El transporte público en Lima es algo trivial, de eso no hay la menor duda. Pero bueno, esta anotación no tiene la intención (por esta vez) de ofenderlos, quiero compartirles algo de lo que pasa a diario.
Si hay una línea que puede ser considerada una “leyenda urbana” considero que es la 35B, también conocido como “La Burra” (Según Adriana: “Porque es grande y va leeeento…”)
Esta gran masa de fierros andantes nace en Cantacallao (S.M.P), casualmente ‘cerca’ de donde vivía antes y si no me equivoco ‘da la vuelta’ en Fresnos (La Molina).

Este bus recorre una buena parte de la ciudad gris, y siempre que la tomo para regresar a casa (Porque las combis a esa hora suelen cobrar 1 sol, pero la fiel ‘burra’ siempre con ‘china’)… claro, el inconveniente es que lo tomo mas o menos en la hora punta.
Esto es un panorama algo salvaje, me hace acordar a los documentales de Animal Planet, una manada de cansados ciudadanos se abalanza agresivamente sobre la pequeña puerta del legendario vehículo, las viejitas tiene preferencia, por mi parte siempre (ley de murphy) hay una persona que sube con ‘una pacieeeencia’ y me deja a mi unas cuantas milésimas de segundo para saltar sobre la entrada antes de que las puertas a presión me trituren.
Ya una vez adentro hay que ir (o en algunos casos: nadar entre sobacos) para ir a la parte delantera ya que hay casos donde el homo erectus cobrador no abre la puerta de atrás a menos que le grites ya que ese peculiar ‘timbre’ esta simplemente de adorno.
Una vez delante me percato del ‘atrio’ hecho por nuestro ‘amigo’, el chofer: Fotos de los santos de partes del Perú aún no exploradas, stickers de condorito enseñándonos lecciones de buena conducta, la esfera con un cráneo en la palanca de transmisión y los azangarescos stickers del SOAT.

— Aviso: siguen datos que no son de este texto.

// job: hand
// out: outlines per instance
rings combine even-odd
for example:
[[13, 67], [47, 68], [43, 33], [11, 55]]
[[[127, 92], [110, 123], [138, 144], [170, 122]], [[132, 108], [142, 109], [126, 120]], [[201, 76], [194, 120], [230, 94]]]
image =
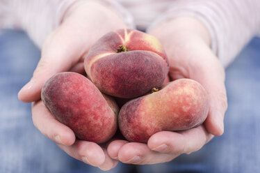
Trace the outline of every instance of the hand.
[[60, 26], [46, 39], [33, 77], [18, 94], [23, 102], [34, 102], [33, 123], [42, 134], [71, 156], [104, 170], [115, 167], [117, 161], [97, 144], [76, 140], [72, 130], [56, 121], [42, 104], [40, 92], [44, 82], [57, 73], [83, 73], [83, 55], [92, 45], [107, 32], [125, 27], [115, 12], [101, 4], [94, 1], [75, 3]]
[[206, 89], [210, 110], [204, 124], [185, 131], [162, 131], [141, 144], [115, 140], [108, 146], [111, 158], [132, 164], [154, 164], [172, 160], [182, 153], [201, 149], [213, 135], [224, 131], [227, 107], [225, 70], [210, 49], [210, 37], [200, 21], [181, 17], [154, 28], [150, 33], [163, 43], [170, 62], [172, 80], [190, 78]]

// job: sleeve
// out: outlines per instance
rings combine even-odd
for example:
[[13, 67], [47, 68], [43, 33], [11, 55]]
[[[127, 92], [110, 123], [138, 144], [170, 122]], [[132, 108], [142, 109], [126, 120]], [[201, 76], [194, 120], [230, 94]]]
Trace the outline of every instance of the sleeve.
[[[41, 47], [45, 38], [62, 22], [66, 12], [76, 3], [93, 0], [3, 0], [0, 2], [0, 29], [24, 30]], [[113, 0], [95, 1], [120, 13], [125, 23], [133, 28], [130, 13]]]
[[176, 0], [148, 29], [177, 16], [196, 17], [207, 27], [211, 49], [227, 66], [259, 33], [259, 9], [260, 1], [256, 0]]

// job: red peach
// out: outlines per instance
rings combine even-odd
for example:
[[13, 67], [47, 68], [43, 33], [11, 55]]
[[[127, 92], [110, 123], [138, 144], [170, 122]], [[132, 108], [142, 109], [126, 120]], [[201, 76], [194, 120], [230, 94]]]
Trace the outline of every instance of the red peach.
[[43, 86], [42, 99], [79, 139], [102, 143], [116, 131], [117, 105], [83, 75], [72, 72], [54, 75]]
[[152, 36], [131, 29], [101, 37], [86, 54], [84, 67], [101, 92], [124, 98], [161, 87], [169, 70], [162, 45]]
[[203, 86], [194, 80], [180, 79], [126, 103], [120, 112], [119, 127], [128, 140], [147, 142], [161, 130], [183, 130], [199, 126], [206, 119], [209, 109]]

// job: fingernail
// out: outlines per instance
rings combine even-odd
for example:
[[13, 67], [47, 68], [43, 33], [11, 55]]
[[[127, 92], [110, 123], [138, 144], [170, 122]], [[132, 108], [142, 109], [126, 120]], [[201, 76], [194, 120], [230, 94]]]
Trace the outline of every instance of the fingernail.
[[217, 119], [217, 123], [218, 123], [218, 126], [221, 130], [221, 134], [224, 133], [224, 119], [223, 119], [223, 116], [222, 114], [217, 112], [216, 114], [216, 118]]
[[35, 83], [34, 80], [31, 80], [26, 85], [24, 86], [24, 87], [22, 87], [22, 89], [23, 90], [30, 89], [33, 86], [34, 83]]
[[133, 156], [131, 159], [129, 160], [126, 163], [138, 163], [141, 160], [141, 158], [138, 156]]
[[156, 151], [159, 152], [163, 152], [163, 151], [167, 151], [168, 149], [169, 149], [169, 146], [167, 144], [163, 144], [152, 149], [152, 150]]
[[90, 164], [90, 162], [88, 161], [88, 158], [86, 156], [83, 156], [81, 158], [82, 159], [82, 161], [83, 161], [84, 163], [87, 163], [87, 164]]
[[60, 140], [60, 137], [59, 135], [56, 135], [54, 137], [54, 140], [56, 142], [58, 143], [58, 144], [63, 144], [63, 142], [61, 142], [61, 140]]
[[112, 158], [114, 159], [114, 160], [118, 160], [118, 156], [115, 157], [115, 158]]

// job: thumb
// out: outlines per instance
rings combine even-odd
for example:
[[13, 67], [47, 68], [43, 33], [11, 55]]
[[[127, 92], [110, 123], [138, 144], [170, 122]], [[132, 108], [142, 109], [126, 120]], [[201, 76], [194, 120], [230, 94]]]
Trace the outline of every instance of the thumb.
[[212, 52], [209, 53], [204, 59], [204, 64], [206, 66], [201, 66], [197, 70], [200, 74], [195, 72], [191, 78], [202, 84], [209, 94], [209, 112], [204, 121], [206, 130], [212, 135], [221, 135], [224, 133], [224, 115], [227, 108], [225, 74], [218, 58]]
[[59, 28], [48, 36], [32, 78], [18, 93], [21, 101], [30, 103], [40, 99], [42, 87], [49, 78], [69, 70], [79, 61], [83, 50], [76, 39], [70, 35], [66, 29]]

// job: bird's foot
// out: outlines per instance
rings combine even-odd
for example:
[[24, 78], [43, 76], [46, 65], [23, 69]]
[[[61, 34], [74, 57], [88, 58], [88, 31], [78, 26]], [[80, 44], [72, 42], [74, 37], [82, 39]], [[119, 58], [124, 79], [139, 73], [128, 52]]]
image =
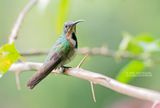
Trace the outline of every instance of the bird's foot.
[[63, 73], [65, 73], [66, 69], [69, 69], [69, 68], [72, 68], [72, 67], [69, 67], [69, 66], [61, 66], [61, 71]]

Lo que si me dejo frikeado fue el otro día, estaba en la parte delantera y me quede OUT con el siguiente panorama:

No se nota claramente, pero es básicamente eso. La parte del conductor, completamente vacía excepto por el cuadro del ’santito’, después de eso todo estaba vació sin nada, etc… me puse a pensar de que quizás estoy tan acostumbrado a esa imagen ‘kitsch’ del transporte público que se me hizo extraño y más que eso ‘aburrido’ no ver ninguno de los elementos mencionados… culturar chicha, le dicen.
Y retomando al tema de las 35B, pues tambien queria reflexionar sobre lo más ‘friki’ que he visto en un micro, y bueno casualmente el otro día subio un tio comun y corriente con una especie de superpoder peculiar, el tío imitaba (casi perfectamente) el canto de las aves O_o! el tío era buenisimo, sin uso de aparatos ni nada, simplemente haciendo muecas raras con la boca lograba tan impresionantes sonidos, hubo de todo. Desde “canarios” hasta “cuyes en celo (sic)”, para desgracia mia y de ustedes, en ese momento y justo este día (ley de murphy again) no lleve mi celular, así que tendran que esperar a que me vuelva a topar con el tío canario.
La otra vez (en la línea ‘covida’) vino un tío y su hijita, aparentemente eran Ecuatorianos que habían sido despedidos de un circo y vinieron a Perú a probar suerte con su show que consistía en la ‘niña de goma’, así que la niña haciendo uso de un contorsionismo avanzado se introdujo dentro de la mochila del tío, freak!.
La 35B tiene más años que yo, y aunque hayan aparecido las nuevas unidades, me sigo sintiendo algo nostálgico al subirme en esas viejas chatarras donde apenas al subir se siente el olor a petroleo en el piso, los asientos de plástico durisimo y claro, el típico olor a ‘pescado’ proveniente de las nobles axilas de nuestros compatriotas.